Non so a Milano ma a Roma si comincia a sentir parlare di calcio dalle 7 di mattina, nei bar e nei negozi spesso ci sono in sottofondo le radio che parlano di pallone, così sul posto di lavoro. La passione è comprensibile e augurabile ma questo è un incubo h24, 7 giorni su 7. Pensi davvero che per trovare spazio in tutto questo, basti la regola del fuorigioco?

“È vero, c’è una sovraesposizione ormai. Io ho scelto di non fare Sky altrimenti, già lo so, finirei ingurgitato da “Interchannel” e non vivrei più il mondo reale. Il rischio di isolarsi c’è, volendo potrei entrare direttamente nel mio paradiso e a quel punto, sono sincero, non credo che ne uscirei più. È per questo che le donne non devono abbandonare l’uomo in questi frangenti ma comprenderlo e accompagnarlo nei meandri della sua passione… E se il caso è davvero disperato e il fuorigioco non basta, fate così: alzatevi indignate nel bel mezzo di una partita e gridate: ‘ha sbagliato la diagonale!’. Nessuno, in realtà, sa cosa sia esattamente una diagonale. Questo vi farà apparire subito un essere superiore. Personalmente mi sarei sposato molto prima se avessi trovato una ragazza che mi avesse anche solo nominato la diagonale…”

 

Mezzucci e sotterfugi… bisogna rassegnarsi ad occupare, bene che va, il secondo posto nel cuore del maschio tifoso?

Bisogna capirlo e bisogna imparare a non fare passi falsi, domande sbagliate. Quando una volta mia moglie mi chiese ‘ma se un giorno dovessi scegliere se stare con me o andare a una partita dell’Inter, che sceglieresti?’ Io fui franco e risposi: ‘…Campionato o coppa?’. Non bisogna porsi in questi termini, perchè la vita del tifoso è già molto dura, gli impegni numerosi e spossanti, le scelte ardue. Il 5 maggio 2002, per esempio, con il biglietto dell’Olimpico già in tasca sono stato costretto a presenziare al battesimo di mio figlio, a molti km di distanza da dove l’Inter si stava giocando lo scudetto e dove sarebbe stato mio dovere essere… Non è stato facile. Per fortuna c’erano i messaggi di Vodafone che mi aggiornavano.

 

Lo scopo del tuo libro è dare delle linee-guida per convivere felicemente con il tifoso. A casa tua come va?

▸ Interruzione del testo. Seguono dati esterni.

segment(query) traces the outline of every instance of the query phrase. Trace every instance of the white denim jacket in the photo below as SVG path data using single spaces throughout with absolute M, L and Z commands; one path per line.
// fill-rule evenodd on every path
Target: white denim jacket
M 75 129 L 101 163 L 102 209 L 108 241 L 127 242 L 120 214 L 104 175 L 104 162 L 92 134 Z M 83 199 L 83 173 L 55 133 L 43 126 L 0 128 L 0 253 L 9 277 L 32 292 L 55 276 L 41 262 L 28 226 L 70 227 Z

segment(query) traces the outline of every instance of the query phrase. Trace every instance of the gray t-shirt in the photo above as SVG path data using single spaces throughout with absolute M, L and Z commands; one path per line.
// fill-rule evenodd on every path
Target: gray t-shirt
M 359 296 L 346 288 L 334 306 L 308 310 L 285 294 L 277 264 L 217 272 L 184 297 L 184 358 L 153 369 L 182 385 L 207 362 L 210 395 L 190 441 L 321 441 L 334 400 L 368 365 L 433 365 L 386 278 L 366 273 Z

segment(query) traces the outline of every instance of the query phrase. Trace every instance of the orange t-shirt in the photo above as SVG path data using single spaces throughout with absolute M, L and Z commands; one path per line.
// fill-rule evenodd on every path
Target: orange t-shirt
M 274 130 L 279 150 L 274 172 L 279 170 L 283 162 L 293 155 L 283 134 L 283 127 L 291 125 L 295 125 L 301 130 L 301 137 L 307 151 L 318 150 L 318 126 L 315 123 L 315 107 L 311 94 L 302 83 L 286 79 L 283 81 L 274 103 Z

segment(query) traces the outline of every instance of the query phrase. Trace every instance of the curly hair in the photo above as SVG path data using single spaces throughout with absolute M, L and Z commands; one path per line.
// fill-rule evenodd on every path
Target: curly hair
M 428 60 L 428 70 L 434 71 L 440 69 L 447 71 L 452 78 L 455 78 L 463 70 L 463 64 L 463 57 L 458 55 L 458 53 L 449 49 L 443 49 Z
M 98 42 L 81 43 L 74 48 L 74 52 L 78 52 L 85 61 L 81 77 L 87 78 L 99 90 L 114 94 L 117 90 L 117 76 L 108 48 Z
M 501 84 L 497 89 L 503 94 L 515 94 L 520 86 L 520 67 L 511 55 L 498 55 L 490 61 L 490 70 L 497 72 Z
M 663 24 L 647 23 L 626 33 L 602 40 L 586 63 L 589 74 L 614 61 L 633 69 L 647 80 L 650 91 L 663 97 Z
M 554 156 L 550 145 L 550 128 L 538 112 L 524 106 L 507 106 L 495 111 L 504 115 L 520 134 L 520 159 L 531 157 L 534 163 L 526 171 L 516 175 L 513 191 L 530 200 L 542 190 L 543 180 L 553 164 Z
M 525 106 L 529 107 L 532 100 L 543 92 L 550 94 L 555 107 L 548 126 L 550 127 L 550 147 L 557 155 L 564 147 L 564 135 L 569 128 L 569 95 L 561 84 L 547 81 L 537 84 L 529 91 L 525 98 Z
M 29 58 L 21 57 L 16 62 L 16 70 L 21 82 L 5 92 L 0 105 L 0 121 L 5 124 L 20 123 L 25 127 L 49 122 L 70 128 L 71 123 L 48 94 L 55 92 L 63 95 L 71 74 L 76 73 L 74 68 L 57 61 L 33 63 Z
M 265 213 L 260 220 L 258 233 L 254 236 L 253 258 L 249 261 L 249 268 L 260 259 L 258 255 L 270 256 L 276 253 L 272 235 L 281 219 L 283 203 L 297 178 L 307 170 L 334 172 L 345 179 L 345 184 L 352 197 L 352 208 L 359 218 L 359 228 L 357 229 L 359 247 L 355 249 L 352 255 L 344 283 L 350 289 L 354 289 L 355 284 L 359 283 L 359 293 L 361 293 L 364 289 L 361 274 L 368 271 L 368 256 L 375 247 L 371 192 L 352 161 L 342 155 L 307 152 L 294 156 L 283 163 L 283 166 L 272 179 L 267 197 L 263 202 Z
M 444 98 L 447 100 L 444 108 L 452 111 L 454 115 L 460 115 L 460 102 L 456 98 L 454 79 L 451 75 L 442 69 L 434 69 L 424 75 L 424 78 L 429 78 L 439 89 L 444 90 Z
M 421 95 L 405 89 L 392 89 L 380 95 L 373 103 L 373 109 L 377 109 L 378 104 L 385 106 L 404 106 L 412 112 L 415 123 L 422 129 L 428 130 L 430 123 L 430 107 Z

A mia moglie il calcio non interessa e, all’inizio, ho pensato che questo sarebbe stato un grosso vantaggio. Poi ho sentito il bisogno di coinvolgerla in qualcosa di così importante per me. Ho provato di tutto, l’ultimo tentativo è stato il fantacalcio, ma non c’è proprio verso. Il giorno in cui è nato mio figlio, nel primo attimo in cui l’ho visto e l’ho tenuto in braccio mi sono prefigurato la visione di noi due, insieme, allo stadio, a vedere l’Inter. Quando quel giorno è arrivato, le premesse erano le migliori: mi ha chiesto di comprargli la sciarpa e la bandiera. Gli ho preso la più grande in assoluto, dopodichè siamo entrati. La sua attenzione alla partita è durata circa un quarto d’ora, poi si è distratto e a tutt’oggi non dimostra particolare curiosità per il calcio, ma ci sto lavorando sopra… La mia bambina di venti mesi, invece, già mi guarda storto quando mi metto a vedere la partita davanti alla tv, bardato come se fossi in curva.

 

Insomma, per un tifoso icompreso la vita è dura…

Una volta perdemmo un derby 6-0. Ero distrutto. Quando mia moglie mi vide, si spaventò e mi chiese: “Che è successo?” E io: “abbiamo preso 6 gol dal Milan” e lei “E stai così per questo? Stai scherzando?” E io, serissimo: “Ma tu credi che io mi stia divertendo”… Ecco, non è sempre divertente. Ma non ne posso fare a meno.